Text Processing PDF - Preprocessing of PDF for Text Mining

Hello, I am actually a beginner and I hope, that my question is not all to simple. But I am trying to process an equity report in pdf-format. Thus, I tried to use the Tika Parser. The issue is, that the pdf contains also diagrams and other visuals and the tika parser does not respects the structure of the pdf when converting it to text. I can also not just filter out “numbers” because I lose then also the “relevant numbers” within the text. So basically I just want to process on later the “core” text. Do you have any idea how it would be best to tackle this issue? Is there an advanded filter that I can apply?

Thanks a lot!

Hi @JacquelineR188,

parsing PDFs can indeed be quite cumbersome since PDFs are not really designed to be parsed. There are different formats and schemas that are defining how PDFs are written which often makes it hard to read them properly. The Tika Parser is the way to go however there is no out-of-the-box filter that extracts just the core text. You would need to try to apply different preprocessing nodes until you get an acceptable.

Best,
Julian

1 Like

Hi Julian,

thanks for you response. I also realized that the preprocessing part of a pdf containing many different diagrams and images can be a bit more time-consuming and difficult that expected. However, I found a pattern within my PDF: figures are enclosed with the symbols “|” - do you think I could define a regex expression to extract all the necessary information between these symbols? And if yes, do you know wether there’s an example workflow also handling with PDF’s clearing using Regex?

Thanks a lot!

Hey @JacquelineR188,

yes that should be possible
is it possible to send a small example from the PDF? I would like to have a look and give it a try.
Otherwise I’d recommend to have a look at the String Manipulation node which provides several functions to process and manipulate texts, for instance the regexReplace function that allows you to replace matching expressions with another string.
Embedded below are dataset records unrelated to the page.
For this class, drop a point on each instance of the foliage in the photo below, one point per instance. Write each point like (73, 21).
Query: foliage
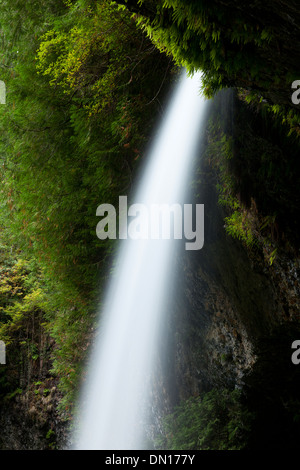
(216, 421)
(232, 44)
(83, 90)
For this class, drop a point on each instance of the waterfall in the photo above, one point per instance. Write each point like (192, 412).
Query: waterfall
(114, 401)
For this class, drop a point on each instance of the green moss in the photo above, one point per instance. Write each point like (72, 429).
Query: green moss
(216, 421)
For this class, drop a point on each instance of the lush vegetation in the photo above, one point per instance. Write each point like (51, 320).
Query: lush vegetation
(83, 89)
(233, 44)
(85, 81)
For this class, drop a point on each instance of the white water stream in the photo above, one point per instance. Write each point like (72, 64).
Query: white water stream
(115, 398)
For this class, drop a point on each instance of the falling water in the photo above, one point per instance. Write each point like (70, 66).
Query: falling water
(115, 398)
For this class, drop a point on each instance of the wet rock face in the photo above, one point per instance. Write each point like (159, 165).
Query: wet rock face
(232, 325)
(30, 421)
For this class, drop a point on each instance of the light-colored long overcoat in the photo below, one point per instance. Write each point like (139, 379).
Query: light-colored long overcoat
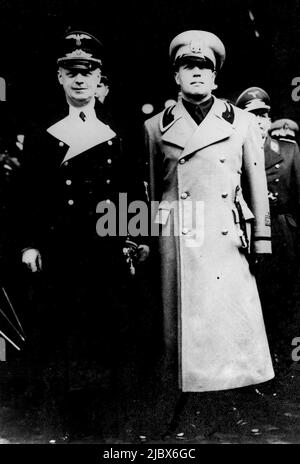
(213, 321)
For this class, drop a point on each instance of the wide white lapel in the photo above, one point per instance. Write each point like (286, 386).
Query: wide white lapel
(181, 129)
(80, 136)
(212, 129)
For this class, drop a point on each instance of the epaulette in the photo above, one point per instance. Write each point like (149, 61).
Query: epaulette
(228, 114)
(167, 118)
(274, 145)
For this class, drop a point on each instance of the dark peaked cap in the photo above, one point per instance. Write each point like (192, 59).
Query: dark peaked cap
(80, 50)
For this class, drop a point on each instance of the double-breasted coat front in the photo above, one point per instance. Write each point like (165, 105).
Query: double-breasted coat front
(213, 322)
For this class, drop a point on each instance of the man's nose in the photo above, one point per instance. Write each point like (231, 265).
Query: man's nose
(79, 78)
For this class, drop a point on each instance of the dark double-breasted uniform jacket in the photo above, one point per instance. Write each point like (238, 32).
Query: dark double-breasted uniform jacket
(69, 167)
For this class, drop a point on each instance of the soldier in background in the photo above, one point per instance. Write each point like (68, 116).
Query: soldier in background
(278, 278)
(102, 89)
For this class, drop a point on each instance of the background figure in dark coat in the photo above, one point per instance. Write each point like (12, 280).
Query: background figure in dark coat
(74, 170)
(278, 278)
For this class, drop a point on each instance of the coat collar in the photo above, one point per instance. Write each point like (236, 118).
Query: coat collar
(80, 136)
(185, 133)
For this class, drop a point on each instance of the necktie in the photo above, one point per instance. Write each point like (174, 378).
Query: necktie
(198, 114)
(82, 116)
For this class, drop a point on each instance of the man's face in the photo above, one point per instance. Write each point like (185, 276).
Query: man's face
(196, 81)
(80, 85)
(264, 121)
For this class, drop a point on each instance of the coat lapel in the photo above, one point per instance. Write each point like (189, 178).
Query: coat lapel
(182, 128)
(80, 136)
(185, 133)
(212, 129)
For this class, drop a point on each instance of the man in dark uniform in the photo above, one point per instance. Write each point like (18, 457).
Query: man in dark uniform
(74, 170)
(278, 279)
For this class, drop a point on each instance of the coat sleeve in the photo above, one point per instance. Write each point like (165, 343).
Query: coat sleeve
(153, 162)
(254, 170)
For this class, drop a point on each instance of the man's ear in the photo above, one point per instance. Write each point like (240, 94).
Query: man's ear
(59, 76)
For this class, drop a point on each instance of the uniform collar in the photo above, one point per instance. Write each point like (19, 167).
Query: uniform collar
(88, 110)
(198, 111)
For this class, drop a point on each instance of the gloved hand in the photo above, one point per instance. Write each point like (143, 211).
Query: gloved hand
(32, 258)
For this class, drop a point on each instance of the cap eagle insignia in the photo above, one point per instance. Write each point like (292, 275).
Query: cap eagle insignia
(78, 38)
(228, 114)
(196, 46)
(253, 93)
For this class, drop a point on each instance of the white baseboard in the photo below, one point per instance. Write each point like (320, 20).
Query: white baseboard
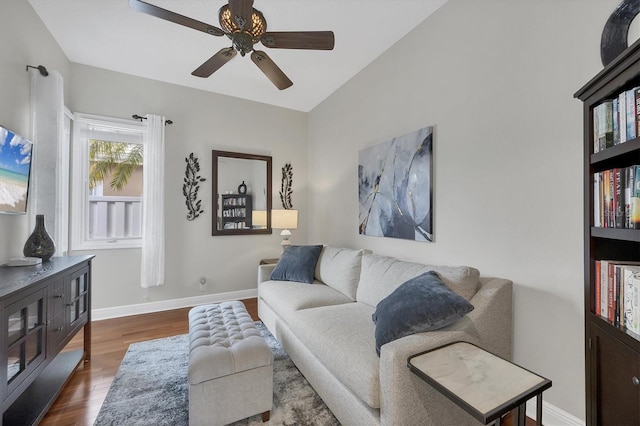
(165, 305)
(552, 415)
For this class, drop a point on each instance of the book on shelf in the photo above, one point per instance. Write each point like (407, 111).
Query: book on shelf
(616, 198)
(622, 118)
(616, 120)
(617, 293)
(603, 126)
(631, 113)
(634, 204)
(630, 277)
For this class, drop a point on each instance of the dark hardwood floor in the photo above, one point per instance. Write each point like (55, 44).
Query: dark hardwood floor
(81, 398)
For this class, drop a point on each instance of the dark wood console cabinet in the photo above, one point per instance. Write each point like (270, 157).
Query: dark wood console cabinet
(41, 308)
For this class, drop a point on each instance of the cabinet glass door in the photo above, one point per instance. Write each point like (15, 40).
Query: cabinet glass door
(25, 330)
(78, 302)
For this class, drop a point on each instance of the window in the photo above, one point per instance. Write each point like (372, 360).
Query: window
(106, 205)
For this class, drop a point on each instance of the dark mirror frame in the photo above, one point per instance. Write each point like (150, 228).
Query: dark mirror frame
(217, 196)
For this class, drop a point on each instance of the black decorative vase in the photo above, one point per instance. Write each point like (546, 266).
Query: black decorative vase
(39, 244)
(242, 189)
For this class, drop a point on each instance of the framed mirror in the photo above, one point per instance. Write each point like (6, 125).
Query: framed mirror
(241, 193)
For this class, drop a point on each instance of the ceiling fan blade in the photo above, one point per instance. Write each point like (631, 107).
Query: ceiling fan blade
(215, 62)
(270, 69)
(149, 9)
(241, 11)
(317, 40)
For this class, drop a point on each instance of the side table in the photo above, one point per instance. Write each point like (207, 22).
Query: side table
(483, 384)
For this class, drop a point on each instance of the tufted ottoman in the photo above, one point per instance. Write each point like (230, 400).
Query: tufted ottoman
(230, 366)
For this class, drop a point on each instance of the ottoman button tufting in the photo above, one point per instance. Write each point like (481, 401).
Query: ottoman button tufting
(230, 366)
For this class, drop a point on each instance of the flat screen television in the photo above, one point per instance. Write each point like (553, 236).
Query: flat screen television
(15, 171)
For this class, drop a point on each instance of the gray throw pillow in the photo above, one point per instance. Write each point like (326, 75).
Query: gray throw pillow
(423, 303)
(297, 263)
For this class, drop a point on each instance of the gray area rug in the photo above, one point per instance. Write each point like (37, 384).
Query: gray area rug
(151, 388)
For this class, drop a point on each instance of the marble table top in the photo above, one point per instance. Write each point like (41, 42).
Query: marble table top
(480, 379)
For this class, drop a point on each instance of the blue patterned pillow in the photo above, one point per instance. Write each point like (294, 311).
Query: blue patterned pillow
(423, 303)
(297, 263)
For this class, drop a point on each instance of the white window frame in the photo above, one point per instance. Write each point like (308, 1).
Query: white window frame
(79, 217)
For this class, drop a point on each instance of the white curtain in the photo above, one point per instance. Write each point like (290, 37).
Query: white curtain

The Column Expressions provides same functionality but you can also write JavaScript expressions to work with regular expressions.

Best,
Julian

2 Likes

Yes, I can do that. But unfortunately it is said, that PDF’s are not allowed to be uploaded. Is there any other option?

Best,
Jacqueline

I just attached the front page of the report and the fourth page as an example in png format.

Thank you,
Jacqueline

Hi @JacquelineR188,

can you upload it elsewhere and send the link to me via direct message?
I will have a look then.

Best,
Julian

Hi @julian.bunzel,

I uploaded the pdf file on Google Drive. Here’s the link: DeutscheBank.pdf - Google Drive

Will that work for you? Thank you very much that you want to help me :smiley: and sorry for all the inconveniences.

Best, Jacqueline

1 Like

This topic was automatically closed 182 days after the last reply. New replies are no longer allowed.